Love Is My Favorite Flavor: A Midwestern Dining Critic Tells All

In a remarkable career that has spanned nearly fifty years, Wini Moranville has witnessed the American restaurant landscape transform from the inside out.

At just shy of fourteen, she began a ten-year stretch working in a kaleidoscope of quintessential Midwestern eateries of the time—from a strait-laced cafeteria to a hippie-run vegetarian restaurant, from a depressing chain coffee shop to an iconic department store tearoom, and later, a formal dining club. Moranville’s hands-on experiences weave a vivid tapestry of the heart, humor—and the unforgettable people—she found on the scene in the 1970s and 1980s.

In the mid-1990s, the tables turned as Moranville became a prolific food and wine writer for national publications and the dining critic for The Des Moines Register, for which she wrote over 700 restaurant reviews.
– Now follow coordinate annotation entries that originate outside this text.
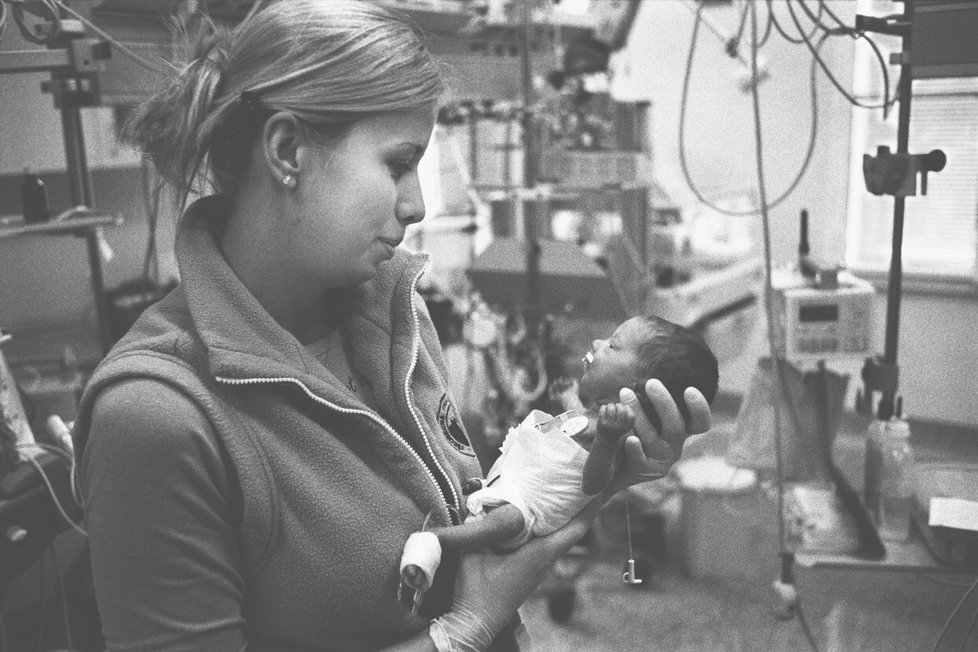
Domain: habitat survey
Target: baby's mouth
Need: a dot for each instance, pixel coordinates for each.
(587, 360)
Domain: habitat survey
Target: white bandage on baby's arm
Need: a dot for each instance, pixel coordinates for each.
(539, 473)
(424, 551)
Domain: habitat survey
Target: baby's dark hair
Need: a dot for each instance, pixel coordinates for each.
(679, 358)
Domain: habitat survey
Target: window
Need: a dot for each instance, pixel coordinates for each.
(940, 241)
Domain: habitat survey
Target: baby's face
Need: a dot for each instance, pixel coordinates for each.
(613, 363)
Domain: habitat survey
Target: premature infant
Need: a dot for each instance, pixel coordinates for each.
(552, 467)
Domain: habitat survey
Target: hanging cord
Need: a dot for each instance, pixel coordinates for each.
(813, 132)
(786, 580)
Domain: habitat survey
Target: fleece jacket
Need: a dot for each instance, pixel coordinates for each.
(237, 494)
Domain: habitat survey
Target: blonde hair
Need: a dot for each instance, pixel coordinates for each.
(328, 62)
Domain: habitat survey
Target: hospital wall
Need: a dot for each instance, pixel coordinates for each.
(44, 282)
(938, 344)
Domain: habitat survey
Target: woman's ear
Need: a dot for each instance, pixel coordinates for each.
(281, 139)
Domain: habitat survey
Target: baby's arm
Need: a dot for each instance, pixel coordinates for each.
(614, 421)
(422, 552)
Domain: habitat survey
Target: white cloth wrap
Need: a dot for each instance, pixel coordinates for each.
(540, 474)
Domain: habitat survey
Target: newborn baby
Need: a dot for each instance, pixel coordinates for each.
(552, 467)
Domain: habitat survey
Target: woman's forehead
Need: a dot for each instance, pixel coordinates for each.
(631, 331)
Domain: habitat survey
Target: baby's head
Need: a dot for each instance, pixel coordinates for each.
(649, 347)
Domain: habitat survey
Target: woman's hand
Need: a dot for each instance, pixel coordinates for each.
(490, 587)
(648, 454)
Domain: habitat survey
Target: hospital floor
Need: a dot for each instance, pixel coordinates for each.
(731, 609)
(714, 594)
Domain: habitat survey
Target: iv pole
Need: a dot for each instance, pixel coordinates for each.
(74, 63)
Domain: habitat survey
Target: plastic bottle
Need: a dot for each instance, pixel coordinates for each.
(889, 488)
(34, 198)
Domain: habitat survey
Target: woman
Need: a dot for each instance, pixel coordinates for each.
(257, 449)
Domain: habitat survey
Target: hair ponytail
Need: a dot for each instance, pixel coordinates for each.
(174, 127)
(328, 62)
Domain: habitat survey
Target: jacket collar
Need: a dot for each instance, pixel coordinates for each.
(241, 337)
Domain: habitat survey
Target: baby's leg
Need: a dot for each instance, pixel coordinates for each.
(422, 552)
(614, 420)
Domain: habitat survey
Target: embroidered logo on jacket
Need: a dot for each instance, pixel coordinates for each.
(451, 426)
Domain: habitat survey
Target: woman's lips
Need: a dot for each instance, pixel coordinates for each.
(587, 360)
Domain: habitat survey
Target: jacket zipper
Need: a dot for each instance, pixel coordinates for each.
(369, 415)
(455, 504)
(450, 507)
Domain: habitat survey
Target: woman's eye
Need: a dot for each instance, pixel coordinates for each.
(399, 168)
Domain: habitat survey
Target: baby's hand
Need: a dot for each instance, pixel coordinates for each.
(564, 392)
(615, 419)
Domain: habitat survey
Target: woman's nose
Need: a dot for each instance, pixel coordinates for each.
(410, 203)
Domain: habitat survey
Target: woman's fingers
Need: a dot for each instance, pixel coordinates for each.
(700, 417)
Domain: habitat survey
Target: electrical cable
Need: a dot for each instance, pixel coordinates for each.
(41, 609)
(941, 581)
(825, 68)
(785, 554)
(954, 612)
(813, 134)
(777, 25)
(64, 598)
(115, 43)
(817, 19)
(3, 19)
(828, 10)
(767, 28)
(47, 482)
(967, 634)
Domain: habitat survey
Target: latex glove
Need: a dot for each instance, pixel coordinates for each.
(648, 454)
(490, 587)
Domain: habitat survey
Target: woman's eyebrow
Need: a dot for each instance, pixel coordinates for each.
(414, 149)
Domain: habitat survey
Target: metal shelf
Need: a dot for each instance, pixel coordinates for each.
(79, 225)
(909, 556)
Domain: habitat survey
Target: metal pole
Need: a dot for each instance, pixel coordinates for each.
(894, 287)
(529, 178)
(82, 194)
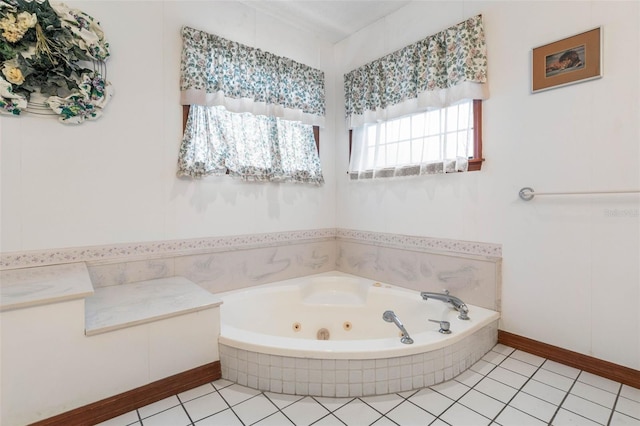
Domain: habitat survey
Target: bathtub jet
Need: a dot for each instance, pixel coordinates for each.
(457, 304)
(321, 335)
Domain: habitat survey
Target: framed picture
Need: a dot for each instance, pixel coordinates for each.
(571, 60)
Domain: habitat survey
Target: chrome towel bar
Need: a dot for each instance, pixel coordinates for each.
(528, 193)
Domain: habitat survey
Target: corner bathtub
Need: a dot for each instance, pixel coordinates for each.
(324, 335)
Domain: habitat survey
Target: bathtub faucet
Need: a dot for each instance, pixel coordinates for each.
(457, 304)
(390, 316)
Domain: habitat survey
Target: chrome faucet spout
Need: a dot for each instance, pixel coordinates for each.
(390, 316)
(445, 297)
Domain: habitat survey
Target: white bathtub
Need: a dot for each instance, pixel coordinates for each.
(269, 337)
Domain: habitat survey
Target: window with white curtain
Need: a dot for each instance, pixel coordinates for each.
(251, 147)
(418, 110)
(251, 113)
(436, 141)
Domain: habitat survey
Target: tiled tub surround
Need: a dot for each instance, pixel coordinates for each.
(217, 264)
(354, 377)
(473, 273)
(470, 270)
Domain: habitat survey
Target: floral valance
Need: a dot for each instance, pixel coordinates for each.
(220, 72)
(435, 72)
(45, 50)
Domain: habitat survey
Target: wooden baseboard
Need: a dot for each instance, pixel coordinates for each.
(128, 401)
(607, 369)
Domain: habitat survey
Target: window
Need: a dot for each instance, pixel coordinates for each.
(437, 141)
(251, 147)
(248, 113)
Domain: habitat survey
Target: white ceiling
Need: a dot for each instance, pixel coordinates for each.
(332, 20)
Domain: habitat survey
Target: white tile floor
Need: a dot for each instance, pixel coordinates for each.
(506, 387)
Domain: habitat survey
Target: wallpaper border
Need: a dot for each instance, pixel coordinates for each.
(159, 249)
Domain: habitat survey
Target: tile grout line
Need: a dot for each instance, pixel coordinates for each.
(566, 395)
(470, 387)
(185, 410)
(615, 404)
(508, 403)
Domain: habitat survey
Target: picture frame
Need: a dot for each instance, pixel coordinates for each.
(572, 60)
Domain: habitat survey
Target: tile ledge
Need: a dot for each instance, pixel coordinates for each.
(44, 285)
(122, 306)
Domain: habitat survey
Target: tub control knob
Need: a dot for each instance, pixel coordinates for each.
(444, 326)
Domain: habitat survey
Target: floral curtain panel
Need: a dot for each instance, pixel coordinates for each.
(435, 72)
(216, 71)
(218, 142)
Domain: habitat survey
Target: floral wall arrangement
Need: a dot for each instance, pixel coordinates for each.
(51, 51)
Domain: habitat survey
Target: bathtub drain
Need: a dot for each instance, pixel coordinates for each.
(323, 334)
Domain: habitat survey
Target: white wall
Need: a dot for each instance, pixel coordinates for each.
(571, 275)
(113, 180)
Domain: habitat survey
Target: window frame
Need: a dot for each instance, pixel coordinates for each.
(475, 163)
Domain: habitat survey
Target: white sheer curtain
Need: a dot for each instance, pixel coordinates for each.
(437, 141)
(251, 112)
(251, 147)
(411, 112)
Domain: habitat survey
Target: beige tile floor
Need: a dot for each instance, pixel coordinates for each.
(507, 387)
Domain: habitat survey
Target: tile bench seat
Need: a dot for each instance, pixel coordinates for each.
(121, 306)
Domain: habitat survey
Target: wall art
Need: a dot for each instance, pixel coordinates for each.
(568, 61)
(53, 61)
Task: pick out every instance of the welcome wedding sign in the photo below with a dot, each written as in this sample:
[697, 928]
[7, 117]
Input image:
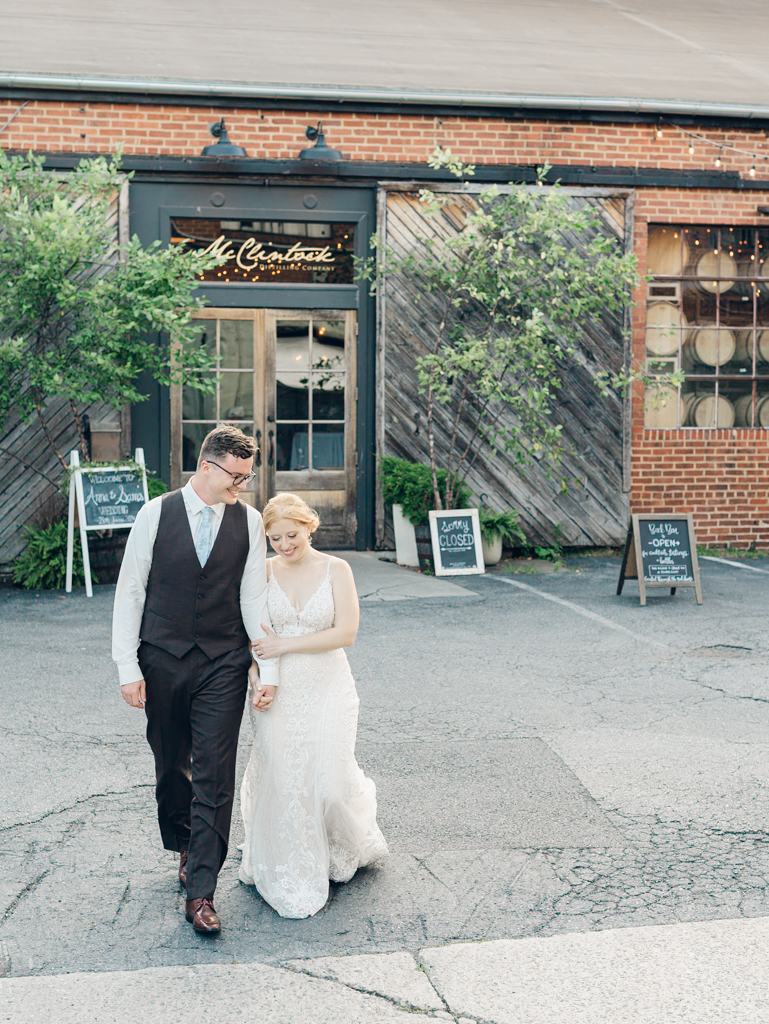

Interwoven with Moranville’s reflections on bygone restaurants are more recent anecdotes recounting the joys and challenges of restaurant reviewing. From awkward mishaps when she was recognized at dining spots, to repeatedly being cornered by local readers who disagreed with her reviews—not to mention the hate-mail and social-media weirdness—reviewing restaurants could be a minefield.

Moranville also recounts the challenges of writing fairly and honestly about Des Moines restaurants after spending long stretches of each summer in France. Though she kept a razor-sharp focus on what Des Moines did best, she sometimes felt the Des Moines diner deserved better.

Amidst the vast changes that have occurred over the years, Love Is My Favorite Flavor underscores the timelessness of what it is we seek when we entrust restaurateurs with our hard-earned money and our hard-won leisure time. Dining out may have changed dramatically since the 1970s, but the joys of being in the hands of people who care deeply about our time at their tables have not.